What can we all do to develop better ties between church and university students? Here are suggested first steps:

• Campus leaders should prayerfully plan strategies to encourage participation in the life of local churches. Denominational leaders will find natural avenues for accomplishing this aim.

• Nondenominational leaders of university groups should insure that their personal involvement in a local church is worthy of the example it most certainly sets for the students.

• Pastoral staff should encourage a kind of student membership (affiliate) while young people are away from home churches.
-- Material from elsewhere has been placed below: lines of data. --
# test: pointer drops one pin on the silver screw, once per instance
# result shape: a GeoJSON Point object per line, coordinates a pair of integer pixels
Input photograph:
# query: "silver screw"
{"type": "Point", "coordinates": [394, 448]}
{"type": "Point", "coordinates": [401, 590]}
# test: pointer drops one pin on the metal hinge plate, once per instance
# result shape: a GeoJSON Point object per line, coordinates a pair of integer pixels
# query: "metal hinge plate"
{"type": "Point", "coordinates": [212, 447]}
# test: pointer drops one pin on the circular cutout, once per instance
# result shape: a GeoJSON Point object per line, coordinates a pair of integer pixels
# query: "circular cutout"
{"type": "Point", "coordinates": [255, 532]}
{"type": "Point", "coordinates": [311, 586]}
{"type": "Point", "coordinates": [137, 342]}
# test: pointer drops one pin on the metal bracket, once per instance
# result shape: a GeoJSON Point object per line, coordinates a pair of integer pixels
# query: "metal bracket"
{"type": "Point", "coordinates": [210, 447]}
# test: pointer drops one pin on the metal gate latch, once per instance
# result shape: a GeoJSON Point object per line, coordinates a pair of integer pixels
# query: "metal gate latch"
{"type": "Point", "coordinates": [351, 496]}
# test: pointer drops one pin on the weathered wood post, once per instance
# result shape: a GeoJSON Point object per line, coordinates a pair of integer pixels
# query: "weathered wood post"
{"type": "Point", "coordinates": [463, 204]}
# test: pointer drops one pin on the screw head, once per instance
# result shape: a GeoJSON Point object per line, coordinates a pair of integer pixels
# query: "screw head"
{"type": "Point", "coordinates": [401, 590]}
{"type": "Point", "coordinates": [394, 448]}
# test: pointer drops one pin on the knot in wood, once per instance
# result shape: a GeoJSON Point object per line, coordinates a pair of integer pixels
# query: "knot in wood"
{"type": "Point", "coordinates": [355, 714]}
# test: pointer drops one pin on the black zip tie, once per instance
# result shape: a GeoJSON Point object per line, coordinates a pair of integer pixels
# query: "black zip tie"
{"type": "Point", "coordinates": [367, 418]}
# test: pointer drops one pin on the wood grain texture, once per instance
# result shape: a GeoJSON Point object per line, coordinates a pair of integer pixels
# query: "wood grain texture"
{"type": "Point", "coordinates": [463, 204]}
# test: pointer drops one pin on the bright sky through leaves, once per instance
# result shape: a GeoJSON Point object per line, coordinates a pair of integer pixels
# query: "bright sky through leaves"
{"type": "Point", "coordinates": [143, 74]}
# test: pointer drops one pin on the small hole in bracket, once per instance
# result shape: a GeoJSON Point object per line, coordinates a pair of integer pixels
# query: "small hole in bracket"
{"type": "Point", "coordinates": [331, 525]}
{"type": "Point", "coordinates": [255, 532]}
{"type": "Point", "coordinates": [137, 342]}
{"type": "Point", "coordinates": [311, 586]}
Church leadership should redesign ministry opportunities away from 12-month, weekly commitments toward some that are flexible, thereby encouraging student involvement.

• Church leaders should create special events or programs to recognize students or acquaint them with church families or ministries: host family programs, hosting students for a day; “welcome back” luncheons for returning students; “have a good year” luncheons for departing students; telephone canvasses of students who prove to be regular attenders during fall quarter.

• Biannual gatherings of campus representatives and church leadership might be held for mutual upbuilding and communication.

• Church families should engage in active financial and prayer support for the local university Christian group(s).

In our youth ministries, as elsewhere, let us hold firmly to our commitment to build Christ’s church through local congregations.

Mr. Hawkins is director of Christian education at Blacknall Memorial Presbyterian Church, Durham, North Carolina.